Data sharing is the main goal for the preliminary phase of the partnership, with ongoing conversations about real-time data sharing capabilities between electronic health record systems. "We're also having conversations about how things can be done better in the patient transition process," Flatt said. "We want the best communication so there's not an avoidable readmission, which puts patients through trauma and considerable expense."
WMC & Somerfield
While patients are still free to choose the skilled nursing facility of their choice, these partnerships represent one more tool in a hospital's efforts to create optimal patient outcomes. A similar agreement was announced in September, when Williamson Medical Center partnered with Somerfield at The Heritage at Brentwood.

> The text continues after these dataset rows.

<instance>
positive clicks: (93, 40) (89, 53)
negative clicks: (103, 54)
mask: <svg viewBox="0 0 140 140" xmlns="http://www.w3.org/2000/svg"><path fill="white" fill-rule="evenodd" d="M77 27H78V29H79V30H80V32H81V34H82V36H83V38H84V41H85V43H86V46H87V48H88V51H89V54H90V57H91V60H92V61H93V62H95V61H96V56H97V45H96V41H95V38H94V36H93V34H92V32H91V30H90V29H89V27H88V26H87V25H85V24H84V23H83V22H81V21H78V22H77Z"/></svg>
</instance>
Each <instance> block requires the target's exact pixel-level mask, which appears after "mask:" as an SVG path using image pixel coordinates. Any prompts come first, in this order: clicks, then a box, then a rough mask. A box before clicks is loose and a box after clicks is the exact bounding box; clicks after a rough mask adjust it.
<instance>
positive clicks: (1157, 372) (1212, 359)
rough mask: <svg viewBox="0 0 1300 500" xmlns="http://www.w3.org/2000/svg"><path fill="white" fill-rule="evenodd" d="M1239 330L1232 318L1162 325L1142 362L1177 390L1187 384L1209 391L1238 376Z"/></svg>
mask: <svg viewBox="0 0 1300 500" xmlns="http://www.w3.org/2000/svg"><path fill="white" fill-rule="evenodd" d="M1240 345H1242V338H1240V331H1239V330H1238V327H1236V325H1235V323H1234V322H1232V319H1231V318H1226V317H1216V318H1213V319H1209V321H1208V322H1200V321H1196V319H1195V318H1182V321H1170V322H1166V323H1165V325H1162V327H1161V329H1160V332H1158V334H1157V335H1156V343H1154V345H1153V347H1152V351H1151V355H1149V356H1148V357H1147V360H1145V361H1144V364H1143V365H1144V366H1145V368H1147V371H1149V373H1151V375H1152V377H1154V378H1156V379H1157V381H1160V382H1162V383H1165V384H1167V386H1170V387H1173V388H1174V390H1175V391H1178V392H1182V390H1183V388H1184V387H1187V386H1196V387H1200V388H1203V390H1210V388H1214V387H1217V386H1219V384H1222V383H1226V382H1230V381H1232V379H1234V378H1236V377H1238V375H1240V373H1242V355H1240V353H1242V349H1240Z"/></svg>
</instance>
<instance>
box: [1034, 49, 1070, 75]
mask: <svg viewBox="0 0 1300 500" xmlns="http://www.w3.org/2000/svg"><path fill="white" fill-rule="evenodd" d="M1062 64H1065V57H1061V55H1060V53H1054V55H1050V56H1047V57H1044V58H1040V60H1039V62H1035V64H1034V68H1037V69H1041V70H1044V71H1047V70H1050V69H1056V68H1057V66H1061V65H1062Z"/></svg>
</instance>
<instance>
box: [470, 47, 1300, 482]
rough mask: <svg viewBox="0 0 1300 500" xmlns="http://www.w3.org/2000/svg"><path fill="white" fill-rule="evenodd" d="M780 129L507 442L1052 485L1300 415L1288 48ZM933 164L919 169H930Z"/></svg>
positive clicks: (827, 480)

WMC's Chief Nursing Officer Lori Orme, RN, said the partnership stemmed initially from a CMS mandate for total joint replacement patients. "Hospitals are now being held accountable for an episode of care for total joint, which begins on the day of surgery and lasts 90 days," Orme explained. "We're now invested in where a patient goes after they're discharged from the hospital, whether that be home with home health or outpatient physical therapy, or if it requires post acute care. That's why we partnered with Somerfield."
Orme said WMC administrators were looking for a partner who truly understood the CJR bundle. "We looked for somebody with lower readmission rates with the ability for medical record and EHR connectivity," she said. While the systems operate different EHR technology, WMC already provides nurse practitioners onsite, which meant access to records from either location.
Dahlen Jordan is administrator for Somerfield at The Heritage at Brentwood, which received a 5-star quality rating from CMS. He said the two organizations share goals to ensure best outcomes are met.
"Our residents benefit from continuing transparent care from the hospital to here," Dahlen said. "We work with the nurse practitioner every day to make sure patients don't have to go back to the ER."
NHC's Flatt said the movement to these types of partnerships reflects the major transition underway from fee-for-service to value-based care. "While it will be a five to seven year transition, this model is exactly what will be needed in value-based care," Flatt said. "It's really about communication and setting expectations and accountability throughout the patient continuum. This model is by far the most integrated way to try to solve issues that hamper the patient experience."